Between the NLRB ruling and the state Commission on Health Care Facilities proposal to close the hospitals, CWA's Klein said nurses feel under siege. It feels as if, "They can't outsource, so they're going to make things miserable for us," he said.

Even though the Buffalo hospitals haven't acted on the NLRB decision, he said nurses fear that it could happen down the road. And Klein said that's something for the community at large to worry about.

"Nurses who are in a union aren't afraid to speak out for their patients because they're protected by the union," he said. "In non-union facilities, nurses aren't as willing to point out deficiencies. As we say, 'The patient is our focus. The union is our voice.'"

The good news, Klein said, is that some of the area's non-represented health care workers have taken notice of their unionized colleagues' freedom to speak up and fight back against the NLRB decision and attempt to shut down area hospitals.

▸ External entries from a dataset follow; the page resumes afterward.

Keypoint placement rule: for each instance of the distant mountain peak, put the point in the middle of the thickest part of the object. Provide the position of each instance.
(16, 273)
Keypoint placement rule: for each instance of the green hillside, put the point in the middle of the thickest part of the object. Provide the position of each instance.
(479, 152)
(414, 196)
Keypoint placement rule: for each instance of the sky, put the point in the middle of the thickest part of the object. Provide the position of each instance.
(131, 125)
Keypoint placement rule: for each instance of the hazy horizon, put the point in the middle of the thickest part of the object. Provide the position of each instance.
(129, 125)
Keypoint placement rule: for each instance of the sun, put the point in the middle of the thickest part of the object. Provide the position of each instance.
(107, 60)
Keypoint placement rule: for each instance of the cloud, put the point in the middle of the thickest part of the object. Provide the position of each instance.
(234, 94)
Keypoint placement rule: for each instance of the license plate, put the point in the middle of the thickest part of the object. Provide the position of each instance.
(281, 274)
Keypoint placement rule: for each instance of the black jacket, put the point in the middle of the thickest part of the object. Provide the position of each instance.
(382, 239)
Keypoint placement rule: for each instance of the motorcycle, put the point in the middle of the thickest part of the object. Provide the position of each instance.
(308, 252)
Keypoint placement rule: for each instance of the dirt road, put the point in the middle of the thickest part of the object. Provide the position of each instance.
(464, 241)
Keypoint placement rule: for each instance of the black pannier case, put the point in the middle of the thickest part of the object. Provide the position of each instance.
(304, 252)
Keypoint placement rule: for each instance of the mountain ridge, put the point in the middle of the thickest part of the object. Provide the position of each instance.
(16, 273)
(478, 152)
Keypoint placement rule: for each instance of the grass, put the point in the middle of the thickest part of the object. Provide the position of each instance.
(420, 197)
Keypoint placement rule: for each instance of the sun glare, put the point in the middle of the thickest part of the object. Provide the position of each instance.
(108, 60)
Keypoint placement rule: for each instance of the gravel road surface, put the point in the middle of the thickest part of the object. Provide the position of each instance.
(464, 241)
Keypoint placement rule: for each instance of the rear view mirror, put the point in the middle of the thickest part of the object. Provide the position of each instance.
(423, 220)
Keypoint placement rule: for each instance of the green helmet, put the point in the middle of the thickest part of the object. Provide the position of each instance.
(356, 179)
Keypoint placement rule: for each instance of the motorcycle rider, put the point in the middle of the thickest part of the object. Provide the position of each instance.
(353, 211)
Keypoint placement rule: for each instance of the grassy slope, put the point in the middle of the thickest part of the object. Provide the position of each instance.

"We've gotten several inquiries," he said. "They've seen the importance of having a union backing them."          

CWA is a founding member of RNs Working Together, the AFL-CIO Industry Coordinating Committee for registered nurses. The group is mobilizing nurses nationwide around the Kentucky River decisions and has organized public rallies and other news events to focus public attention on union nurses' concerns for quality patient care.